Excessive alcohol consumption often leads to poor nutrition, hormone deficiencies (elevated cortisol, your stress hormone, that decreases bone formation and decreased estrogen which helps with calcium uptake in the bones) as well as leads to poor balance leading to an increase risk of falling and subsequent fracture. Try to limit alcohol to not more than one standard beverage (12 oz beer, 5 oz glass of wine, 1 oz spirit) on any given day for overall health.
There are many treatment options available to help reduce the risk of fracture. Some are taken daily, while others are used weekly or monthly. There is also an option of getting a yearly injection. No matter what method you choose, the earlier treatment is started, the better it works.
Bisphosphonates (Fosamax, Boniva, Actonel, Reclast) are medications used to prevent and treat osteoporosis. In cases of prevention, they are used to slow bone breakdown. To treat osteoporosis, they are used to help increase bone density and reduce the risk of fractures. Long-term use is controversial!
Oral biphosphonates that are taken weekly. These medications when administered orally must be taken on an empty stomach. Although rare, side effects may include nausea, stomach pain, and digestive problems.
Take the tablet first thing in the morning before you have had anything to eat or drink. Swallow the tablet with plain water only. Do no chew or crush the tablet. After taking any oral biphosphonate wait one hour before: eating or drinking, lying down, taking other medications.
Boniva may be taken once a month as an oral medication or every 3 months as an injection. Injectable forms will have less GI effects.

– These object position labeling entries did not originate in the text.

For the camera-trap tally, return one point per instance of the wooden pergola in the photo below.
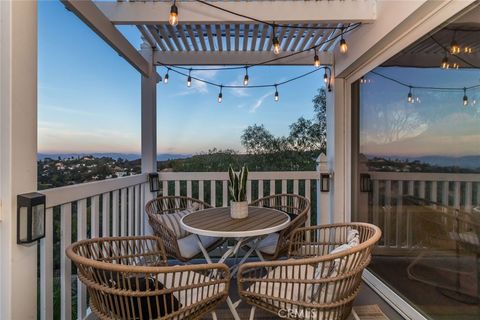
(204, 36)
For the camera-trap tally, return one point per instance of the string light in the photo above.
(445, 64)
(173, 16)
(165, 79)
(189, 79)
(316, 59)
(275, 42)
(245, 79)
(343, 44)
(410, 96)
(220, 95)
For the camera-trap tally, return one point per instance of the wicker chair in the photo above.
(128, 278)
(297, 207)
(314, 284)
(184, 246)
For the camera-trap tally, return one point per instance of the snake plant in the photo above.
(238, 184)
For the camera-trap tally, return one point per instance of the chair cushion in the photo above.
(172, 221)
(188, 245)
(268, 245)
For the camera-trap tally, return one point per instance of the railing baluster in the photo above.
(224, 193)
(81, 234)
(123, 212)
(131, 213)
(138, 211)
(65, 264)
(433, 191)
(106, 214)
(201, 190)
(189, 188)
(177, 188)
(115, 212)
(468, 196)
(46, 269)
(94, 216)
(213, 193)
(456, 199)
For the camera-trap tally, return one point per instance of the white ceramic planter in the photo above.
(239, 210)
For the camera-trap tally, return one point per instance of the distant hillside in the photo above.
(467, 162)
(125, 156)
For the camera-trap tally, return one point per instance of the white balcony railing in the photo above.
(460, 191)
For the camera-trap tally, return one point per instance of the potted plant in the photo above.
(238, 192)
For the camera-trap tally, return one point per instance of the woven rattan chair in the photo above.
(297, 207)
(314, 283)
(183, 247)
(128, 278)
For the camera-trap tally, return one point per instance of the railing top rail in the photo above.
(253, 175)
(62, 195)
(425, 176)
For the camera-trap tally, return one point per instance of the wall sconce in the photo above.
(324, 182)
(30, 217)
(154, 182)
(365, 182)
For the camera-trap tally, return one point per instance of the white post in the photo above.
(336, 147)
(324, 215)
(18, 154)
(149, 124)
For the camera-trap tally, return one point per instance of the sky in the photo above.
(89, 97)
(89, 101)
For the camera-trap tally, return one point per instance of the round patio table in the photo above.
(216, 222)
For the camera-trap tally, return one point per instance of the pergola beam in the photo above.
(284, 11)
(89, 13)
(238, 58)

Reclast is an infusion that is adminstered once a year. Since it is not taken orallyi t has less GI side effects. Hoever, side effects may include flu-like symptoms, headache, nausea, vomiting, diarrhea, joint, bone, or muscle pain.

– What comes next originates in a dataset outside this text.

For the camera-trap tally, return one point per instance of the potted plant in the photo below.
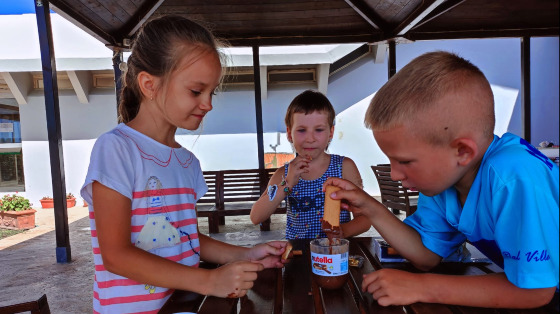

selective estrogen receptor modulator
Selective estrogen receptor modulators (SERMs) help prevent or treat some of the bone problems that can occur during menopause. SERMs may be a good choice for women who need protection from osteoporosis, but cannot or do not want to take hormone therapy.

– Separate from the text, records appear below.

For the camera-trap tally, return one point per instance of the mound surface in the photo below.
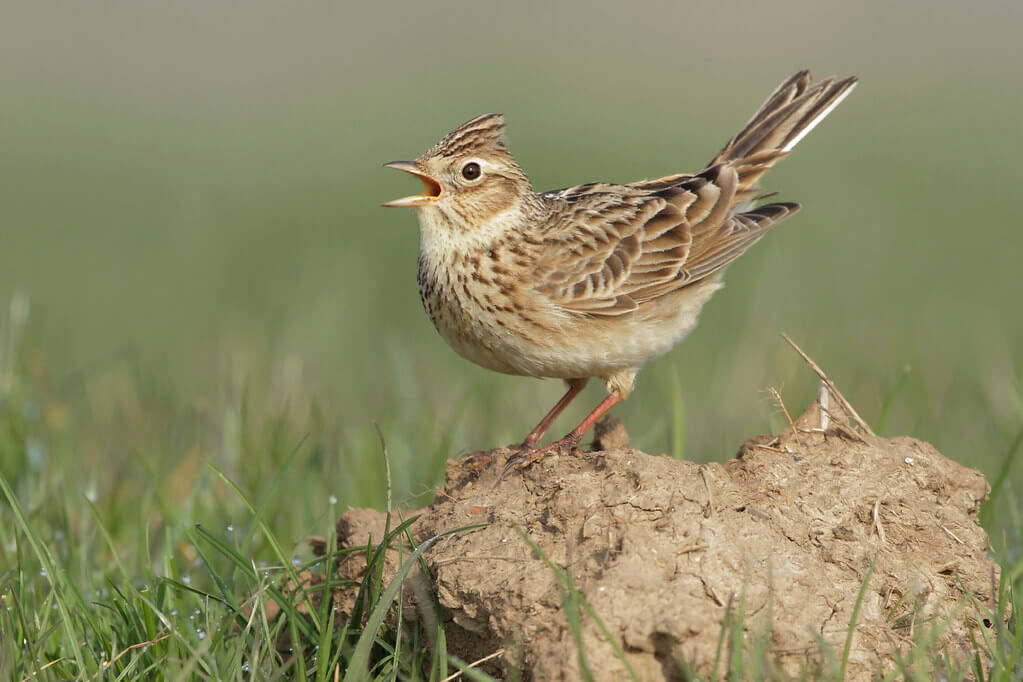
(663, 550)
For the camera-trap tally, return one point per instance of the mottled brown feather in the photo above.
(611, 248)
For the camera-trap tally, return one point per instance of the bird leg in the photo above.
(570, 442)
(575, 387)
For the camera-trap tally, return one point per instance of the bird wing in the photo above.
(610, 248)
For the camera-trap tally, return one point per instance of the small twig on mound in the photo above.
(831, 387)
(777, 397)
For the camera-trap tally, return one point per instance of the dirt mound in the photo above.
(663, 550)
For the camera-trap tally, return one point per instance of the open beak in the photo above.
(430, 194)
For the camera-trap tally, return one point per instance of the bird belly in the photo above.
(535, 337)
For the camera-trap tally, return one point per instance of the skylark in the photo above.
(598, 279)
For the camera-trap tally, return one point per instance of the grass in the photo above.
(207, 311)
(181, 581)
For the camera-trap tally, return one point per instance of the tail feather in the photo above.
(788, 115)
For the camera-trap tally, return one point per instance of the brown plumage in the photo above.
(598, 279)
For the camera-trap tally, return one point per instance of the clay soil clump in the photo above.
(666, 551)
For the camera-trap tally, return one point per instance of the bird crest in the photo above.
(482, 134)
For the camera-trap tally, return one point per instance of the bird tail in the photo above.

Evista (raloxifene) affects the cycle of bone formation and breakdown in the body, and reduces loss of bone tissue. It will also offer a preventative effect in breast cancer but may cause hot flashes or vaginal dryness.
Fosteum is a medical food that may be prescribed to treat osteoporosis. Fosteum contains genistein (a natural plant estrogen from soybeans), vitamin D, and zinc. This plant estrogen may help enhance bone health and reduce fracture risk. In addition to bone health, it is FDA approved to treat hot flashes.
Femarelle is derived from non-genetically engineered soy. It activates the estrogen to relieve menopausal symptoms and help prevent osteoporosis, but it won’t activate the estrogen where it’s not wanted, like in the breasts or the uterus. It is also beneficial in treating hot flashes and vaginal dryness
Starting estrogen at any time after menopause can help prevent bone loss.
Hormone replacement therapy (HRT) is NOT indicated for the treatment of osteoporosis, but it may be a good choice for women who also have symptoms of menopause. However, it only protects bones for as long as you use it. When you stop taking hormone therapy, bone loss resumes. You and your doctor should decide whether this treatment is right for you.
Prolia is a monoclonal antibody. It is generally reserved for women who cannot tolerate the bisphosphonates or the other osteoporosis medications did not work well.
It is administered as an injection given every 6 months.
Evenity is a new monoclonal antibody that blocks the effects of a protein called scleronin. Scleronin stops bone production and causes bone to break down. Evenity works by increasing bone formation.
Calcitonin is another class of drugs used for bone health. It works by slowing bone loss to help maintain strong bones and reduce the risk of fracture.
Forteo is indicated for postmenopausal women with osteoporosis at high risk of fracture. It is administered in a self-injectable pen for daily use.
Fortical is a calcitonin nasal spray.